Alongside all this is the creeping introduction of the 34.9 seatpost diameter, long adopted by Specialized, and now by Trek, whose Bontrager Line Elite dropper now comes in a 200mm length, but only in the 34.9 diameter.
“The larger diameter helps us to get to that length while keeping things smooth and durable—less flex means less binding and friction.” Alex Applegate, marketing manager at Bontrager, is more bullish on 34.9 than the rest of the manufacturers I talked to. Most of them offer posts with a 34.9 lower diameter, but few besides Bontrager have sized-up the upper stanchion and internals to take advantage of the extra room. They could, though. And they acknowledge it would make it possible to design equally strong posts with slightly shorter overall length. A couple designers even said they’ve got plans that could be ready to go if the industry ever widely adopts 34.9. But that hasn’t happened. In fact, a big reason Bontrager went for 34.9 is related to what may be the main reason the 200mm dropper has been so slow to develop. And it made everyone a little uncomfortable when I asked.
“The move from 150 to 175 was actually a bigger project than the move from 175 to 200.”
“We have to make a business case for what we work on, and it’s an easier business case when there’s a lot of OEM business behind it,” says Bill Brown at Fox. OEM means “original equipment manufacturer.” It’s shorthand for parts that get specced on bikes, not just sold aftermarket. That’s the sweetest plum. Sure, component manufacturers take a bit of a hit on price per unit when selling parts for spec, but OEM sales happen in huge volumes all at once, and usually come at predictable intervals. Plus, they’re far simpler, logistically.
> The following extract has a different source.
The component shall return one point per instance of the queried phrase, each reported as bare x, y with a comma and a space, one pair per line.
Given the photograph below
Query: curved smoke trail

They have simpler packaging and don’t get shipped or change hands as often. Fox is quick to point out that wasn’t necessarily the driving factor in the 200mm Transfer’s development, but with so many brands still so hesitant to spec 200mm posts, even on XL bikes, there’s simply less motivation to do the heavy lift of developing longer droppers. Even aftermarket, they barely pull their weight.
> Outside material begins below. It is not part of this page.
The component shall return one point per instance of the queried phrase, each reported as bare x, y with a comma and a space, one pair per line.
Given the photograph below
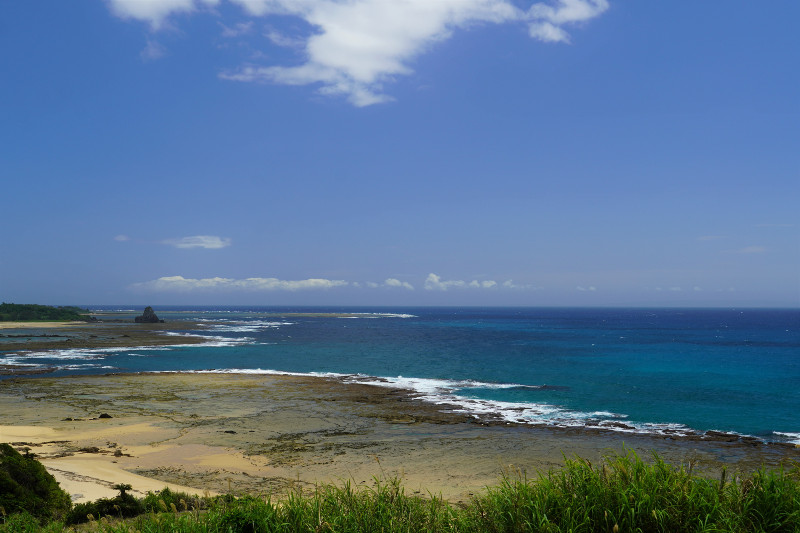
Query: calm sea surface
645, 370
“It’s funny when you compare sales data versus the attention longer travel posts get in forums, comments on our ads and customer service emails,” says Aaron Kerson of PNW, “You would think 200mm-plus was 90 percent of the market. Our sales data show that 15 percent of our dropper sales are 200-plus posts, with relatively equal splits between 125, 150 and 170,” Five years ago, there may have been more motivation from a sales perspective. When 9point8 first released their 200mm post, it was 30 percent of their sales. They were the only game in town. Now, it’s closer to 10 percent. This is less of a risk for Bontrager, as the overwhelming majority of 34.9 Line Elite posts will end up scoring OEM spec on bikes. Trek bikes.
But nobody I talked to in any of these brands was that cynical about their 200mm dropper posts. If they had been, they wouldn’t have developed them in the first place. Longer droppers don’t have the same broad audience as 150mm droppers or 1x drivetrains or iPhones. But to me, someone measuring 6-foot-2 who now cannot ride anything shorter, they are worth the hassle. Bill Brown at Fox puts it simply: “Any time we’ve offered anything with travel, people have always wanted more.”